063話 総長、マッチポンプのラ・メール攻略【ゲーム世界編:自業自得の世界崩壊】
<イツキ・ヴァーナム・エッセリウ サイド>
「おま!?ほっほっほっ崩壊じゃ!じゃねえよ!」
・・・ほっほっほっ、神ならば戦闘中でも周囲への配慮は必須じゃ、今後気をつけるのじゃぞい。
それにしても一合目でこれか。【神魔】の力はしゃれにならんのう・・・
え?どういう事?それとしんまって?
ありがたくもない伝言・・いや待って、そういえばお互い力を解放して戦ったよね?
なら周りは・・・周囲への配慮、全然考えてなかった!
慌てて周囲を見渡すと森が無い。すべて崩壊した荒地に変貌していた。
地割れや隆起ですっかり荒れ地になっており、遠くに見えていた山々も無くなっている。
だけど、戦闘で神聖な力を振るっていたので、既に木々の芽が芽吹き出している。
天界神の頂点、天界太神と全力でやり合えば、そりゃこうなるよね〜
『ペルセちゃん最高だぜ!』『旦那様・・てへ♡』
ブラックダイヤナックルのペルセちゃんは初仕事と言うことで張り切ったようで、この成果にご満悦だ。
ラースのほうはペルセちゃんにいいところ見せようと張り切っていた。旦那様と言われてまた真っ赤になっている。

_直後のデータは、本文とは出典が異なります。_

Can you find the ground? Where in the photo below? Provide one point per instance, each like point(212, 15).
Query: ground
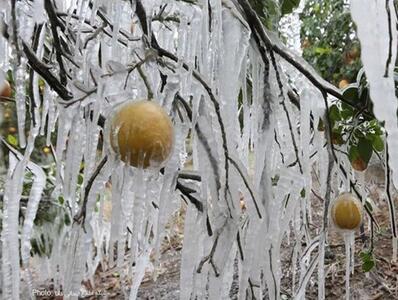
point(380, 283)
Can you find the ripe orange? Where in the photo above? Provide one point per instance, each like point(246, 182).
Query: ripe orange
point(346, 212)
point(142, 134)
point(5, 90)
point(46, 150)
point(359, 164)
point(343, 83)
point(12, 130)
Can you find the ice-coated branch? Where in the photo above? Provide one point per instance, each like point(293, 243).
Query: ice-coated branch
point(81, 215)
point(40, 67)
point(50, 9)
point(141, 14)
point(262, 37)
point(389, 197)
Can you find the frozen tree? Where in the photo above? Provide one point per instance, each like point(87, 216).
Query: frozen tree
point(246, 104)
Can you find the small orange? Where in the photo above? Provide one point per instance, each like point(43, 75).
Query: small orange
point(343, 83)
point(5, 90)
point(142, 134)
point(359, 164)
point(346, 212)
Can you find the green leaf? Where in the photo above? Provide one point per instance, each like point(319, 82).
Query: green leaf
point(12, 140)
point(302, 193)
point(288, 6)
point(368, 261)
point(351, 93)
point(334, 113)
point(378, 143)
point(275, 180)
point(353, 153)
point(80, 179)
point(368, 205)
point(365, 149)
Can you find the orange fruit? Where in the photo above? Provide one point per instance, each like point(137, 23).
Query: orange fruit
point(142, 134)
point(343, 83)
point(12, 130)
point(5, 90)
point(359, 164)
point(46, 150)
point(346, 212)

二人は相乗効果で予想以上の火力だった・・これはもう過剰戦力ね。
二人は魔法開発中のシャノワールとシャブロンに託そうっと。
まあ、天界太神もやりたい放題だったし、私も怒りで我を忘れていたので、全員の責任と言うことにしておきましょう。
世界神が言いたかった事は、今後神々との戦闘時には迷惑のかからない戦場を用意しておけ、って事なのだろう。
なら、次からは私の領域内に連れ込もうかしらね。
ちなみに、天界太神も通常ならば神として世界をむやみに崩壊させる事はしない。
今回はここがゲーム世界(仮想空間⇒戦闘OK)と認識しての行動なので遠慮が全く無かったのだ。
『ご・・ご・ご主人様〜、あ、あ、たすけて〜』
「フィル!?どこ?生きてるの!」
弱々しいフィルの声が聞こえて、そういえば鳥達も居たよな。とひどい思考をした後、慌てて周囲を探ると、大きな亀裂の中で竜の姿でうつ伏せで倒れていた。
「フィル!?大丈夫?」
「鳥達は・・・守りました。もう仲間ですからね」
そう言うと、フィルの下から鳥達がおずおずと這い出してくる。
「「「「フィル様、ありがとうございました」」」」
「フィル(貴方を含めてすっかり忘れてたけど)仲間を守ってくれてありがとね」
「へへへ・・頭さえ守れば復活してくれると思ってましたから」
尻尾をフリフリしながら誇らしげなフィルを見て、罪悪感が半端ない。
「もちろんよ!すぐに直してあげるわ」
だが、ここでイツキはひとつのミスをする。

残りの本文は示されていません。